Frank, the robust planter on the right: “Um, folks, I also try to be discreet, but I have a line of sight that the rest of you are not quite privy to, and based on the pendulum I spy, I think it’s fair to say that Lola was not the name on her birth certificate.”

Ludmilla, the stocking being manipulated on Lola’s left leg: “You don’t have to tell me. I’m about to be wrenched toward the man-compass as we speak.”

Lola, startling everyone with her sudden sign of life: “Covfefe.”

Sparky: “What the hell does that word mean?”

Keko: “It means impeachment.”


22 replies »

    • Thanks, Cindy! I just try to leave a trail of truthful breadcrumbs behind me, everywhere I go. Of course, this means that city officials try to fine me for littering, but we must persevere… 😉


  1. I strained my eyesight (further) trying to see either the tattoo OR the ‘man pendulum” (which phrase will stick in my craw forever and color any future acquaintances I may make with such).. bwahahahahaha! Additionally, isn’t that a juvenile photo of the budding (in many ways) June Allison? Before America was tricked into thinking ‘she’ (given the man pendulum I can’t see) Junie was ‘the girl next door?” And I’m confused by the circley shadowy thing on ‘her’ left thigh? I thought it was artistic highlights or something, but there’s nothing there to cast such a shadow. Unless her pendulum is circular in origin and then all ‘she’ has is my sympathies. It must be a bitch to get underwear that fits..

    Liked by 2 people

    • You know, I tried to research this photo using the Google “picture search” option, which is usually a quite satisfying endeavor but in this case just kept telling me that this was a snapshot of “Pre-Code Hollywood”. I’m not really buying that, since the picture is too crisp for something taken before 1933. (Yes, I’m a geek when it comes to historical timelines.) So, it could be June Allyson, I think you might be on to something with that angle, but I wasn’t there and I can’t really pontificate. (If I HAD been there, I certainly would have watered Keko, the poor thing.)

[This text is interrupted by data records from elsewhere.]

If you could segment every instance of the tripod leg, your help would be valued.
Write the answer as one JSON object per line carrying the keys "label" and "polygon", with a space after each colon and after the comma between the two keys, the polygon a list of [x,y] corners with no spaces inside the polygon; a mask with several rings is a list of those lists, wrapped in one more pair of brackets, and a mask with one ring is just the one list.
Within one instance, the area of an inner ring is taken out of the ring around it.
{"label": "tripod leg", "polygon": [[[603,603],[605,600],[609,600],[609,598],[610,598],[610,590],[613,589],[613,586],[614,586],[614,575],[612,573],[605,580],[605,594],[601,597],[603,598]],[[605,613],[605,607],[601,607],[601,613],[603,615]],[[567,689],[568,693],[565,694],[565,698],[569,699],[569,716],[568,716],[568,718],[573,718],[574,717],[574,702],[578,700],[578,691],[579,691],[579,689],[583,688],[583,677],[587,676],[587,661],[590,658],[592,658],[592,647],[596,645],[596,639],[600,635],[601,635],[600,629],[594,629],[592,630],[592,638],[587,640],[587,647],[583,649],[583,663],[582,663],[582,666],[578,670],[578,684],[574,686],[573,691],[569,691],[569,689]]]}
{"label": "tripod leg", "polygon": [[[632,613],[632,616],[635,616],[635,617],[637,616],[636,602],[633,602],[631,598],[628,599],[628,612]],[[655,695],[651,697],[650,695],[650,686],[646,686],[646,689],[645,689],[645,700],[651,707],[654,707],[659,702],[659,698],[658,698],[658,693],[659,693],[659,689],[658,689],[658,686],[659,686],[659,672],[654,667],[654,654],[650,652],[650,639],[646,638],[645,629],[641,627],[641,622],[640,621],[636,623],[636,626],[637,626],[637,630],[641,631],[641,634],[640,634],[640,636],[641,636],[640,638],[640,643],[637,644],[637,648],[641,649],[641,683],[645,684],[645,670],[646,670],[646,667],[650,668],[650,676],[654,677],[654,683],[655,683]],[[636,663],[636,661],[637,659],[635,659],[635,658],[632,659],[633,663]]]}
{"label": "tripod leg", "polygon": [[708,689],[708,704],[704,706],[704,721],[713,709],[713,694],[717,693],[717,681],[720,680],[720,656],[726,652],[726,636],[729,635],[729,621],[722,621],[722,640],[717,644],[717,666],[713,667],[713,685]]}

      • I personally think “Keko” is a pre 1970s dried floral arrangement. Maybe you remember the days when one could buy arty pieces made out of dried straw flowers (sometimes dyed psychedelic colors – America didn’t let go of the 60s without a fight, did it?) and some probably bug riddled drift ‘wood’. I had one or two of those things in my youth, carefully sealed in plastic domes. After a time they shed like a vet destined cat….

        Liked by 1 person

  2. Why did I wait several days to check my email? WHY?! I could have read this so much sooner!!!
    You spoke to my heart with this one — trashing Woody Allen, lifting up the Kinks, bringing it all in with proper covfefe.